If you’d like to watch the video version of this article, just click/tap the thumbnail above!

As we kick this article off, keep in mind that there’s nothing wrong with the very traditional MonkeyFeet exercises that most individuals are doing. The very standard exercises such as knee extensions, standing hip flexion, standing hamstring curls, glute kickbacks, etc., are all fantastic exercises that you should not be skipping out on.

I simply thought it’d be valuable to you, the reader, to have some other exceptionally awesome (albeit less common) exercises for your hips and legs that you could perhaps incorporate into your standard MonkeyFeet arsenal of exercises.

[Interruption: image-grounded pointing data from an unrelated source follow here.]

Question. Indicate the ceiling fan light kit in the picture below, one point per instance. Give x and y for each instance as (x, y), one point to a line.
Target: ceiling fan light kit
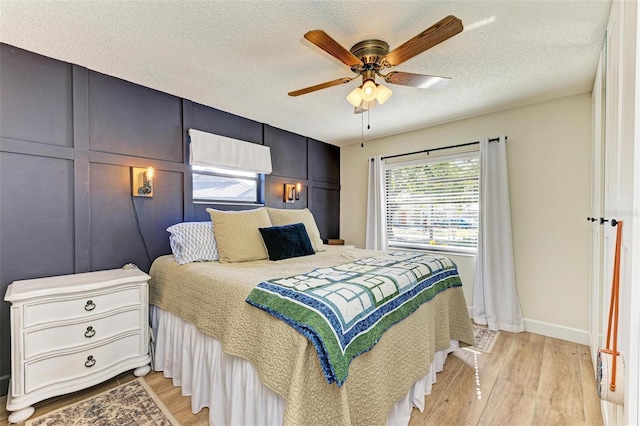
(369, 57)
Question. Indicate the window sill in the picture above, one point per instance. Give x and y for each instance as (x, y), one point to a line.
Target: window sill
(457, 251)
(228, 203)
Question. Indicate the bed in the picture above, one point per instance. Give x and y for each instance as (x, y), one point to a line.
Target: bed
(250, 367)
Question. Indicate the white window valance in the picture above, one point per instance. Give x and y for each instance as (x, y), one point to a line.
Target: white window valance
(208, 149)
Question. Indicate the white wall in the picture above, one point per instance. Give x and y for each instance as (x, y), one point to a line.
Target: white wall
(548, 151)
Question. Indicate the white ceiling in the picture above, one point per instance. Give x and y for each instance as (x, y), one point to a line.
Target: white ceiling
(244, 56)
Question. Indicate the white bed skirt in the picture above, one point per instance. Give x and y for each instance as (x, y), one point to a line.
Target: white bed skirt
(230, 386)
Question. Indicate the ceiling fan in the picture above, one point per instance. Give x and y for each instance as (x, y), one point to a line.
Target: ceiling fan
(367, 58)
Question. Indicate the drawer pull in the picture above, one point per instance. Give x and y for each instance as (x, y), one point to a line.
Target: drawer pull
(90, 332)
(91, 361)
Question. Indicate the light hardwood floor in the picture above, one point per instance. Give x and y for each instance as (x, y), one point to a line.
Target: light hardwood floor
(527, 379)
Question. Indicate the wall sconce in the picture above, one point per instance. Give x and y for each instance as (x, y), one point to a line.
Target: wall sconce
(292, 192)
(142, 182)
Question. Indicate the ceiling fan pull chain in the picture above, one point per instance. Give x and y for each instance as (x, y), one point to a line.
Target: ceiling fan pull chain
(362, 130)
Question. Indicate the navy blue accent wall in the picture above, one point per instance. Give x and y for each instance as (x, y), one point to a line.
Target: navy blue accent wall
(68, 137)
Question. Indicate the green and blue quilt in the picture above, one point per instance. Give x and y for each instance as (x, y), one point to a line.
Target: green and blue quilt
(344, 310)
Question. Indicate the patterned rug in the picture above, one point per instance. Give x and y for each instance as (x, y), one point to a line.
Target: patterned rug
(484, 338)
(133, 403)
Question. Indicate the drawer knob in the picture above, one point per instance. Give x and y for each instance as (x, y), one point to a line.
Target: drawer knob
(90, 362)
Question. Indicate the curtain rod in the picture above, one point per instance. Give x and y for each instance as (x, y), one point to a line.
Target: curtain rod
(440, 148)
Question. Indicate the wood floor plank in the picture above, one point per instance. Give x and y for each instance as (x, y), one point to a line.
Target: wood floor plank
(565, 394)
(454, 363)
(460, 403)
(544, 416)
(524, 360)
(560, 385)
(560, 342)
(185, 417)
(509, 403)
(592, 408)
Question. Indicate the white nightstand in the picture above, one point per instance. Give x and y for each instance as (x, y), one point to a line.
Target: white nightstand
(74, 331)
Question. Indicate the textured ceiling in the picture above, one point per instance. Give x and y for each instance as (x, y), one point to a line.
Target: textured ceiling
(243, 57)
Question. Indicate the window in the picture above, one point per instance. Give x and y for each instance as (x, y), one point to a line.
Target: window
(433, 203)
(227, 186)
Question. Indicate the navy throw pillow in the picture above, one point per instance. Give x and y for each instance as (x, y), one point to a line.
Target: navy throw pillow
(286, 241)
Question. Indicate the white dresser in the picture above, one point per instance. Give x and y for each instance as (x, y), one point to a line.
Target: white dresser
(74, 331)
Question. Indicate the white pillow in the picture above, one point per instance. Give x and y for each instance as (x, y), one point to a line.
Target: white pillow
(193, 242)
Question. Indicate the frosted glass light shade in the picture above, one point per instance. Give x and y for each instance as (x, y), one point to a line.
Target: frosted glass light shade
(355, 97)
(369, 91)
(384, 93)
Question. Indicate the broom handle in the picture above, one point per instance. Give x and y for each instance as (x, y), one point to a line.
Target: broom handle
(615, 290)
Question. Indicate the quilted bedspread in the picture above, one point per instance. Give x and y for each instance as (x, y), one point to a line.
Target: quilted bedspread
(344, 310)
(212, 296)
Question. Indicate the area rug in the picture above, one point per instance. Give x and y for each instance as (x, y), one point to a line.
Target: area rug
(133, 403)
(484, 338)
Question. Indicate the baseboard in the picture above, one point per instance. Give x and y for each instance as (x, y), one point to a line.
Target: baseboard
(552, 330)
(4, 384)
(558, 331)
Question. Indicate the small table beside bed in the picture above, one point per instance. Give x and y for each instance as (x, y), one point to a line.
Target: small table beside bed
(249, 365)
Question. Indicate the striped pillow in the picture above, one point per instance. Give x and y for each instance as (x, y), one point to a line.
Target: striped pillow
(193, 242)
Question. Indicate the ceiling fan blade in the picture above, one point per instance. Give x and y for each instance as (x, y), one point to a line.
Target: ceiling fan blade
(420, 81)
(332, 47)
(321, 86)
(441, 31)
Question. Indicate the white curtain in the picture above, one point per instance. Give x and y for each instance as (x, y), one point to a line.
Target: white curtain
(495, 299)
(376, 236)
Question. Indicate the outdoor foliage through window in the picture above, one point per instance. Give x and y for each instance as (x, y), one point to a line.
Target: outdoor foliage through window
(434, 203)
(215, 184)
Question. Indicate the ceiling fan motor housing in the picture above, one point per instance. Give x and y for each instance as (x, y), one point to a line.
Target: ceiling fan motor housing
(370, 52)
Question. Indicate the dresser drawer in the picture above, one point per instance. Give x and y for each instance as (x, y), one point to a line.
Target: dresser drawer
(76, 306)
(56, 337)
(68, 367)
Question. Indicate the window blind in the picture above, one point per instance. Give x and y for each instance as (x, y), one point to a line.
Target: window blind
(209, 150)
(433, 203)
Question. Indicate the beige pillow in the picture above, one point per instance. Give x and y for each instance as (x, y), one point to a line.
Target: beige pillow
(280, 217)
(237, 235)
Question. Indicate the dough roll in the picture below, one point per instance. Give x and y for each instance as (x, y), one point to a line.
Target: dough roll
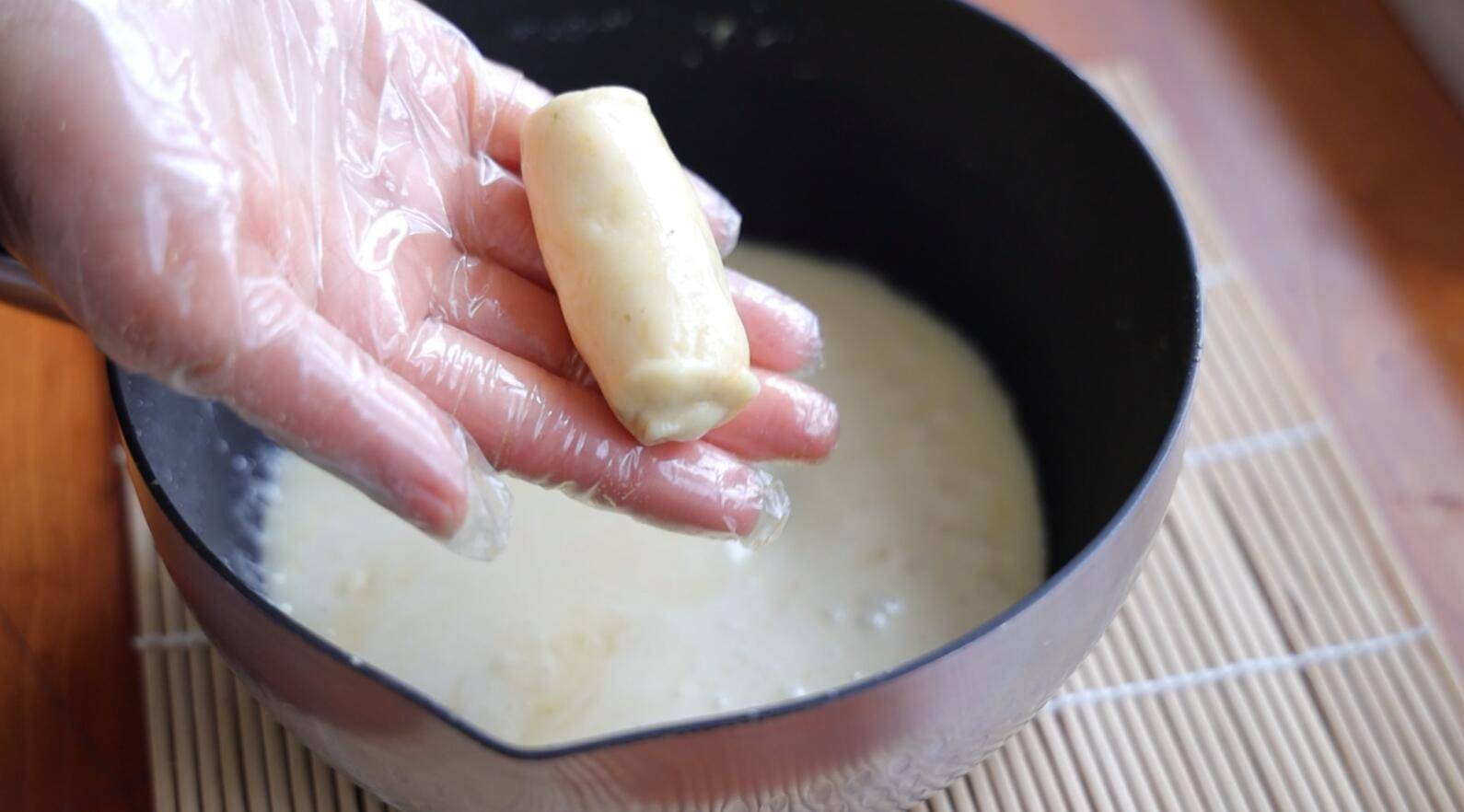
(634, 263)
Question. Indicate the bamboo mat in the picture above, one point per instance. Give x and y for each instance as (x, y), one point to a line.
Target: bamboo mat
(1272, 655)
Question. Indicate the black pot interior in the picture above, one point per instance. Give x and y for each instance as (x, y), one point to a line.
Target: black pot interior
(930, 144)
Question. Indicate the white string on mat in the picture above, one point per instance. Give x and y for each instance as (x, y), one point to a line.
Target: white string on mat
(1250, 445)
(1231, 670)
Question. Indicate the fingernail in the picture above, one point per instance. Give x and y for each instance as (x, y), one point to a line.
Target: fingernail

As you go through this article, keep in mind that you may have to tweak or modify any of the exercises to make them more effective or ideal for you. Don’t be afraid to experiment with movement as needed. Listen to your body!

In other words: there’s no one, single universal way that an exercise must be performed; small, individual changes to movement and range of motion are often required for individuals based on their body’s overall fitness and abilities.

Also, if you want some more unconventional (and very challenging) MonkeyFeet Exercises to try, check out my other article below (which also has a YouTube video to walk you through each exercise!)

Exercise 1: Prone internal & external rotations

What I absolutely love about this exercise is that it is a great way to stretch and mobilize the hip in addition to strengthening it. You can use a moderately heavy weight for this one, especially if you’re more interested in the stretching component.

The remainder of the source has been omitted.